When they kept demanding their salaries, says Gurung, the employer refused to pay them and asked the workers to switch to another company.
“He [the boss] said we should go to another company, but this is not possible without our papers. For this reason, we appealed to the labour court. But nothing happened,” Gurung says in the video.
Gurung has not been able to send back any money to his wife and two kids, who are now facing difficulties without steady remittance.
“Sometimes I wonder if it would be better to be dead. We need to be rescued from the situation because this is also about our families in Nepal,” said Gurung.
The migrants pointed to the Nepal Embassy in Qatar and the Labour Court for not doing enough for them.
The Nepali Embassy in Doha, however, said that it was aware of the workers’ situation.
“The matter had reached the embassy nearly three months ago,” Narendra Raj Gyanwali, labour attache at the Nepali Embassy, told the Post over the phone. “We had called the owner of the company and the matter was discussed between the workers, the embassy and the employer.”
During the discussion, the employer had agreed to pay the salaries due and had asked all workers to return to work. However, the employer only promised to pay a month’s salary immediately while the employees had demanded all their dues, said Gyanwali.
As the matter was not resolved through negotiations, workers had filed a complaint at Qatar’s Department of Labour, which then forwarded the grievance to the Qatari Labour Court.
“While the workers are demanding clearance of all dues, the company says it will await the labour court’s decision,” said Gyanwali.
Gyanwali, however, said that many workers had already returned to Nepal after the company provided them with an air ticket and some money.

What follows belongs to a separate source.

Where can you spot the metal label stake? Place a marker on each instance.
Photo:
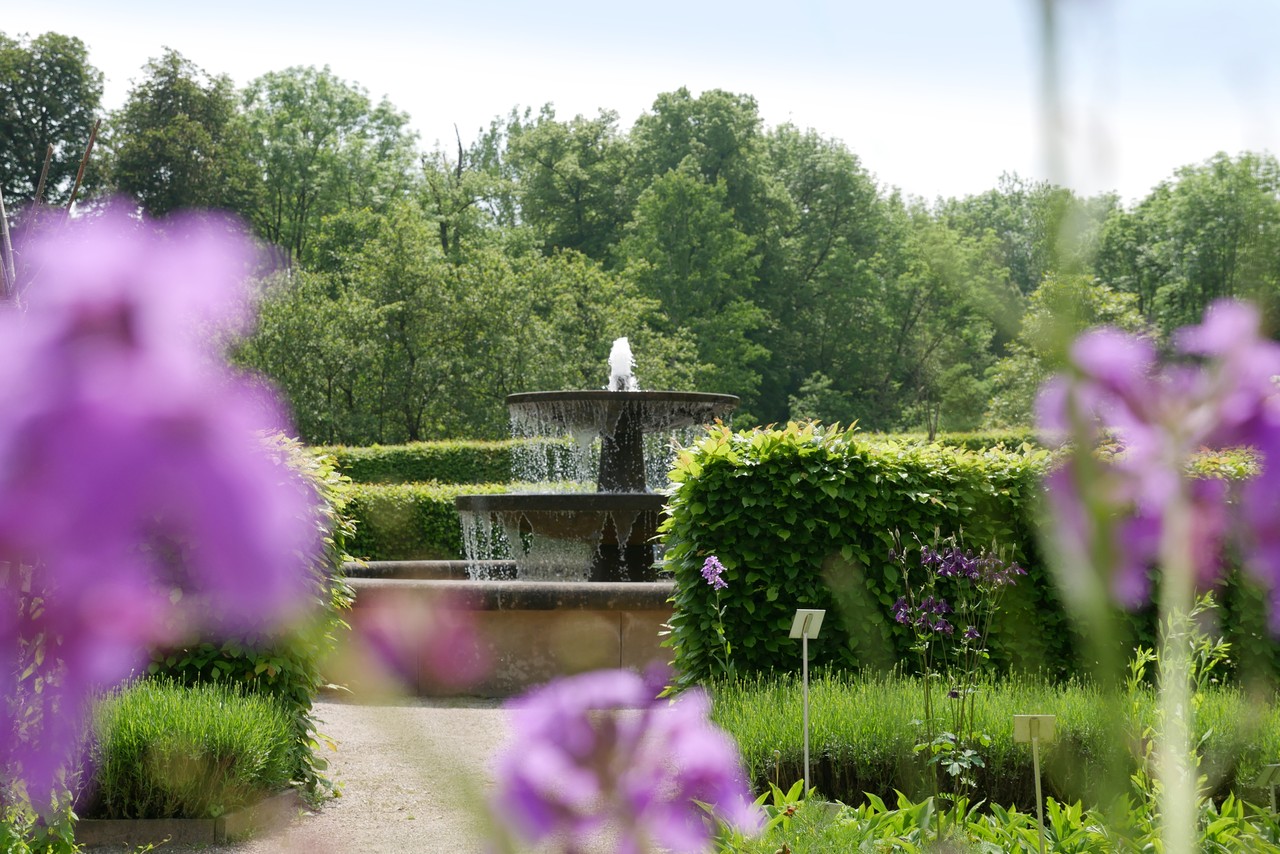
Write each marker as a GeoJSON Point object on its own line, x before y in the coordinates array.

“There are many Nepali workers who have worked for the company, from two years to as long as 15 years. Their dues are huge, which the company has said cannot be cleared at once,” said Gyanwali. Out of 150 workers, only 15-20 workers now remain in Qatar, he said.

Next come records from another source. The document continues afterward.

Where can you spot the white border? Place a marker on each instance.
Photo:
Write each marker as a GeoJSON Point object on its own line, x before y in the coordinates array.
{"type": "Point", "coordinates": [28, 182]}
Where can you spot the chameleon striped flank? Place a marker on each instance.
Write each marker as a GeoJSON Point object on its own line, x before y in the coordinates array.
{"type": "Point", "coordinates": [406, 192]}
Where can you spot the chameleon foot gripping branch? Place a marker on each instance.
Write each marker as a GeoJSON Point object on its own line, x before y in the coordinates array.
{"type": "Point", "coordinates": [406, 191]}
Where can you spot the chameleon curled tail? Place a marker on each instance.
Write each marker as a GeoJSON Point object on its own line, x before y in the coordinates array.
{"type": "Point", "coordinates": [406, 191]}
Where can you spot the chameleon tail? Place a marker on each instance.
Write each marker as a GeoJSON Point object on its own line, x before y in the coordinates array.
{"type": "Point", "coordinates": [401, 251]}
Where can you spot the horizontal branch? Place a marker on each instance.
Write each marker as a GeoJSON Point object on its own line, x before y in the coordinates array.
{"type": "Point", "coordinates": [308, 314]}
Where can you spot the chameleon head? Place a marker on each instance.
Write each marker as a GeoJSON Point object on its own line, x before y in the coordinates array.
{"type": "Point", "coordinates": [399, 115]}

However, WDR journalist Best contradicted Gyanwali’s claims, saying that he’d been told that most of the workers remain in Qatar and that those who returned had paid for their own tickets. He was told that only 11 Design Maintenance workers had gone back to Nepal at the time he was reporting in Doha.

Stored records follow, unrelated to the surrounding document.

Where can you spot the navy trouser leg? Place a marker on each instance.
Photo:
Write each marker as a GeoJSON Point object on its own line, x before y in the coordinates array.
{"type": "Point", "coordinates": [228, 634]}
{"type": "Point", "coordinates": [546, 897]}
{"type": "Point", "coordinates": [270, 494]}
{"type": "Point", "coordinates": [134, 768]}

“The company did not pay for the return flights and the company did not pay the remaining salary,” he said.
Photo Courtesy: Benjamin Best
Nepal receives billions of rupees every year as remittance from migrant labour, but at the cost of its citizens. Between 2008-2018, a total of 6,708 Nepalis, who had migrated for foreign employment, died in 34 host countries. Such deaths are alarmingly high in the Gulf and in Malaysia, where over 86 percent of the Nepali migrant labour force is concentrated.
Despite being one of the most preferred job destinations for Nepali migrant workers, Qatar, which hosts nearly 500,000 Nepali workers, has remained a hostile destination for migrant workers. Reports of exploitation of Nepali workers have been frequent over the years. A total of 1,426 Nepali workers died in Qatar between 2009-2019, according to official figures.
For Nagendra Yadav, who was interviewed in Nepal for the WDR report, Qatar remains an unpleasant experience.
“We were afraid for our safety, especially at high altitudes. Two workers died in the stadium before my eyes. We were in shock. We refused to continue working. But the superior forced us,” says Yadav, who worked for Tawasol Group Qatar, a sub-contractor on the Al Bayt Stadium project.
“Another time, seven workers were beaten for no reason at the Tawasol office. When we were sick, we were not allowed to stay in bed. We were punished by being forced to stay in the heat,” he says.